A: Chris Groskopf: I draw the line at generating primary source measurements. If we transform data, that's defensible. If someone here invented a sensor, it would need more backing.

Stuart Thompson: When we cite human sources, we don't go into a lot of depth about the person to give them that context (usually), and people aren't advocating that. Can be situations where methodology is crucial to understanding the findings.

Q: Investigative journalism comes from "healthy paranoia". Maybe we ought to think about protecting the work of all of us from a rogue actor. Explicit thinking about what our standards should be. Sometimes pays to think about the worst possibility that could happen.

A: Chris Groskopf: We've reached a critical mass in this industry where we needs best practices. As more and more people start documenting, it will be easier to point out when there are failures that standards weren't followed.

Stuart Thompson: Are we ready to do that? It may take something bad to happen before everyone wakes up.
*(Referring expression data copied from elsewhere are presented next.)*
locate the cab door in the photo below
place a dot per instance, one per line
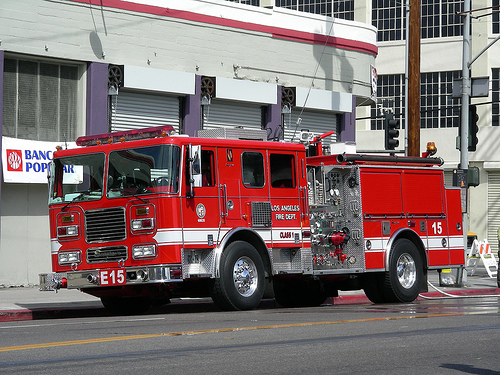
(288, 196)
(243, 189)
(200, 216)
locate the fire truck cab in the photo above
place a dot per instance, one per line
(142, 216)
Q: Where does reporting methodology/data endanger sources or communities? Confirmation of sources, watermarked data leading back to source, etc.

A: Ryann Jones: Sometimes we're forced to not release the data, or sign something saying "We're the only ones allowed to look at this data." Be open about why you can't share data. Can still probably disclose methods without identifying numbers.

Aaron Williams: Fight the urge to just find data and publish it right away. It is important to think about repercussions. Created a separate set of data to publish.